Although osteoporosis is a major health concern for our growing population of the elderly, there continues to be a need for well-designed clinical and animal studies on the link between dietary magnesium (Mg) intake and osteoporosis. Relatively few animal studies have assessed the skeletal and hormonal impact of long-term low Mg intake; however, these studies have demonstrated that Mg deficiency results in bone loss. Potential mechanisms include a substance P-induced release of inflammatory cytokines as well as impaired production of parathyroid hormone and 1,25-dihydroxyvitamin D. Abnormal mineralization of bones may also contribute to skeletal fragility. Clinical studies have often varied greatly in study design, subject age, menopausal status and outcome variables that were assessed. Most studies focused on female subjects, thus pointing to the great need for studies on aging males. According to the U.S. Department of Agriculture, the mean Mg intake for males and females is 323 and 228 mg/day, respectively. These intake levels suggest that a substantial number of people may be at risk for Mg deficiency, especially if concomitant disorders and/or medications place the individual at further risk for Mg depletion. In this paper, we will review animal and human evidence of the association of Mg deficiency with osteoporosis and explore possible mechanisms by which this may occur.

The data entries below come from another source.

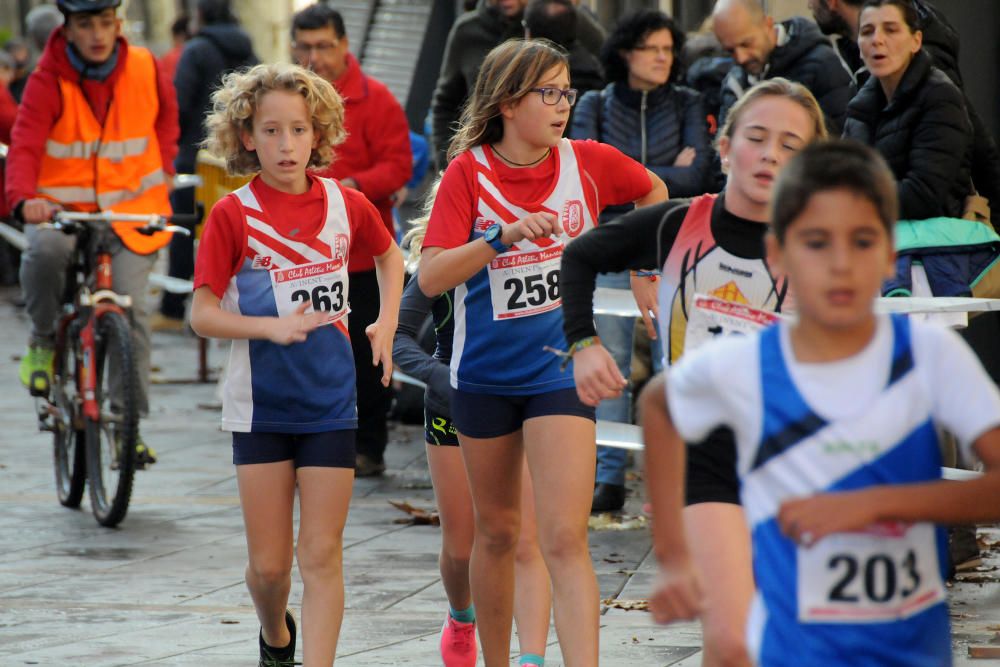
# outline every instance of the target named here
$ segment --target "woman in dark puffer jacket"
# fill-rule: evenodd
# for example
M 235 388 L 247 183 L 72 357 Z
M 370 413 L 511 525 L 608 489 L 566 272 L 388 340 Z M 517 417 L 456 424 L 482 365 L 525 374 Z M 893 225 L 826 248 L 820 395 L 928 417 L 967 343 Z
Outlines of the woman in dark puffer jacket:
M 704 193 L 711 161 L 701 99 L 673 83 L 683 80 L 677 57 L 683 46 L 684 33 L 662 12 L 622 17 L 601 48 L 608 86 L 580 99 L 569 132 L 641 162 L 663 179 L 671 197 Z
M 683 80 L 678 54 L 684 33 L 669 16 L 654 10 L 626 15 L 601 47 L 601 61 L 609 85 L 590 91 L 576 105 L 570 138 L 596 139 L 611 144 L 641 162 L 667 184 L 671 197 L 693 197 L 709 187 L 711 165 L 708 122 L 701 98 Z M 632 206 L 610 207 L 601 221 L 617 217 Z M 627 288 L 628 273 L 600 276 L 600 287 Z M 633 320 L 598 316 L 598 333 L 614 357 L 619 372 L 629 377 Z M 654 344 L 654 360 L 660 359 Z M 654 363 L 654 369 L 658 364 Z M 603 401 L 598 419 L 628 423 L 629 392 Z M 592 511 L 621 509 L 625 503 L 625 450 L 597 449 L 597 485 Z
M 858 45 L 872 76 L 847 107 L 844 136 L 874 146 L 898 183 L 904 220 L 961 217 L 971 194 L 972 125 L 961 91 L 920 50 L 909 0 L 869 0 Z

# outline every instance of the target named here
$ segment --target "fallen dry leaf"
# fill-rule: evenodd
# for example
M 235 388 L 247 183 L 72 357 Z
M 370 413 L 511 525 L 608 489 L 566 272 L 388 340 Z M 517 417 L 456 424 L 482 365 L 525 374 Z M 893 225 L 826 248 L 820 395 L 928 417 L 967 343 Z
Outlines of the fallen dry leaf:
M 649 519 L 644 516 L 632 516 L 629 514 L 598 514 L 591 515 L 587 521 L 587 527 L 591 530 L 642 530 L 649 523 Z
M 601 604 L 612 609 L 624 609 L 625 611 L 649 611 L 649 600 L 619 600 L 618 598 L 608 598 L 601 600 Z
M 438 516 L 436 510 L 424 510 L 419 507 L 414 507 L 408 502 L 399 500 L 390 500 L 389 504 L 398 509 L 400 512 L 405 512 L 410 515 L 409 519 L 396 519 L 393 523 L 408 523 L 411 526 L 440 526 L 441 517 Z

Bone loss induced by dietary magnesium reduction to 10% of the nutrient requirement in rats is associated with increased release of substance P and tumor necrosis factor-alpha

Dietary Mg intake has been linked to osteoporosis. Previous studies have demonstrated that severe Mg deficiency [0.04% of nutrient requirement (NR)] results in osteoporosis in rodent models. We assessed the effects of more moderate dietary Mg restriction (10% of NR) on bone and mineral metabolism over a 6-mo experimental period in rats. At 2, 4 and 6 mo, serum Mg, Ca, parathyroid hormone (PTH), 1,25-dihydroxy-vitamin D, alkaline phosphatase, osteocalcin and urine pyridinoline were measured. Femurs and tibiae were collected for measurement of mineral content, microcomputerized tomography, histomorphometry, and immunocytochemical localization. By 2 mo, profound Mg deficiency had developed as assessed by marked hypomagnesemia and up to a 51% reduction in bone Mg content. These features continued through 6 mo of study. Serum Ca was slightly but significantly higher in Mg-deficient rats than in controls at all time points. At 2 mo, serum PTH was elevated in Mg-deficient rats but was significantly decreased at 6 mo in contrast to control rats in which PTH rose. Serum 1,25-dihydroxy-vitamin D was significantly lower than in controls at 4 and 6 mo. A significant fall in both serum alkaline phosphatase and osteocalcin suggested decreased osteoblast activity. Histomorphometry demonstrated decreased bone volume and trabecular thickness. This was confirmed by microcomputerized tomography analysis, which also showed that trabecular volume, thickness and number were significantly lower in Mg-deficient rats. Increased bone resorption was suggested by an increase in osteoclast number over time compared with controls as well as surface of bone covered by osteoclasts and eroded surface, but there was no difference in osteoblast numbers. The increased bone resorption may be due to an increase in TNF-alpha because immunocytochemical localization of TNF-alpha in osteoclasts was 199% greater than in controls at 2 mo, 75% at 4 mo and 194% at 6 mo. The difference in TNF-alpha may be due to substance P, which was 250% greater than in controls in mononuclear cells at 2 mo and 266% at 4 mo. These data demonstrated that a Mg intake of 10% of NR in rats causes bone loss that may be secondary to the increased release of substance P and TNF-alpha.